This processor evaluates every incoming metric name and span attribute against the configured patterns. Matching items are silently dropped. At a 20% noise rate (health checks, readiness probes, debug endpoints), the filter processor reduces backend storage costs by 20% with zero impact on useful data.
attributes
Adds, modifies, or deletes attributes on spans and metrics. The primary use case is enriching telemetry with context that the SDK doesn't have -- Kubernetes metadata, tenant IDs, deployment versions.
processors:
attributes:
actions:
- key: k8s.namespace.name
action: upsert
from_context: k8s.namespace.name
- key: deployment.environment
action: insert
value: production
- key: internal.debug_tag # Remove internal attributes before export
action: delete
The k8sattributes processor is a specialized version that queries the Kubernetes API to resolve pod IP → pod name, namespace, node, labels, and annotations. It caches the mappings locally to avoid hitting the API on every request.
tail_sampling
The most complex processor. Buffers all spans for a configurable duration (typically 60 seconds), then makes a keep/drop decision based on policies.
processors:
tail_sampling:
decision_wait: 60s # Buffer spans for 60 seconds
num_traces: 100000 # Max traces in buffer
expected_new_traces_per_sec: 1000
policies:
- name: errors-always
type: status_code
status_code: { status_codes: [ERROR] }
- name: slow-requests
type: latency
latency: { threshold_ms: 500 }
- name: baseline
type: probabilistic
probabilistic: { sampling_percentage: 0.1 }
Why it needs Gateway mode: A single trace might have spans from 8 different services on 8 different nodes. DaemonSet collectors receive spans from local pods only -- no single DaemonSet collector has all spans for one trace. The tail sampler needs the complete trace to decide (it can't know if there's an error span it hasn't seen yet). Solution: use the loadbalancing exporter on DaemonSet collectors to route all spans with the same trace_id to the same Gateway collector instance. The Gateway fleet runs the tail_sampling processor.

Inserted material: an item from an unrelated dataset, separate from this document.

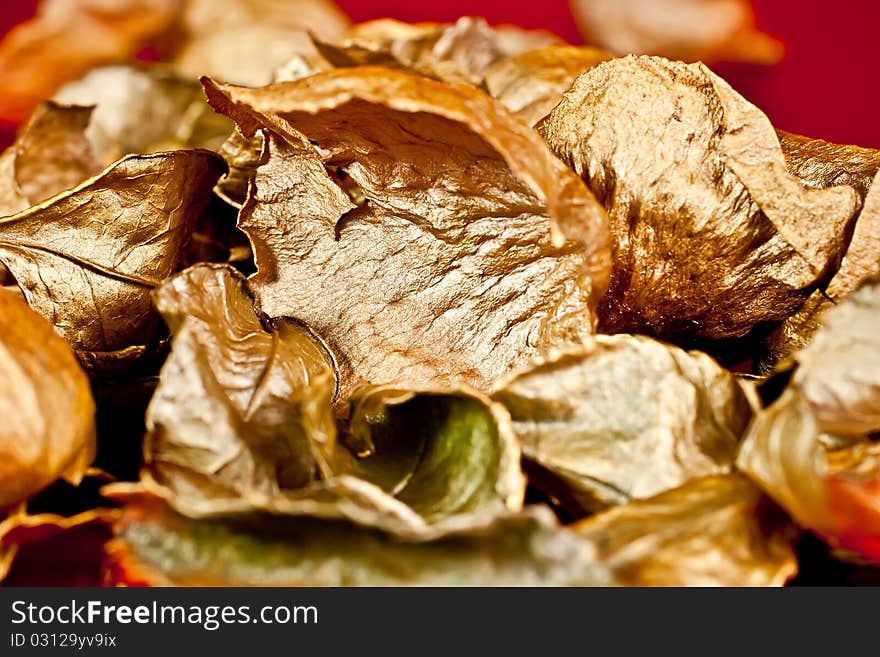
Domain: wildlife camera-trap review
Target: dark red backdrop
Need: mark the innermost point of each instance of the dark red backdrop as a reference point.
(826, 86)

DaemonSet Collectors (3,000 nodes)
│ loadbalancing exporter (route by trace_id hash)
▼
Gateway Collectors (50 instances, tail_sampling processor)
│ keep/drop decision after 60s buffer
▼
Kafka → Tempo
transform (OTTL)
The OpenTelemetry Transformation Language allows complex transformations that go beyond what attributes or filter can do.
processors:
transform:
metric_statements:
- context: datapoint
statements:
# Rename a metric
- set(metric.name, "http.server.duration") where metric.name == "http_server_request_duration_seconds"
# Drop a specific label to reduce cardinality
- delete_key(attributes, "instance_id")
log_statements:
- context: log
statements:
# Extract structured fields from a log body
- set(attributes["user_id"], ParseJSON(body)["user_id"]) where IsMatch(body, ".*user_id.*")
OTTL is powerful but adds CPU overhead per statement. Use it for transformations that filter and attributes can't handle, not as a replacement for them.
routing
Routes telemetry to different exporters based on attributes. This enables multi-tier storage: high-value data goes to fast storage, low-value data goes to cheap storage or gets dropped.
processors:
routing:
from_attribute: slo_tier
table:
- value: gold
exporters: [otlp/tempo-hot] # Fast NVMe-backed Tempo
- value: silver
exporters: [otlp/tempo-standard] # Standard S3-backed Tempo
- value: bronze
exporters: [otlp/tempo-cold] # Heavily sampled, cheap storage
default_exporters: [otlp/tempo-standard]
Deep Dive: Key Receivers
otlp -- The default receiver. Accepts OTLP over gRPC (:4317) and HTTP (:4318). Every OTel SDK and Beyla instance exports here. Supports TLS, mTLS, and compression (gzip, zstd).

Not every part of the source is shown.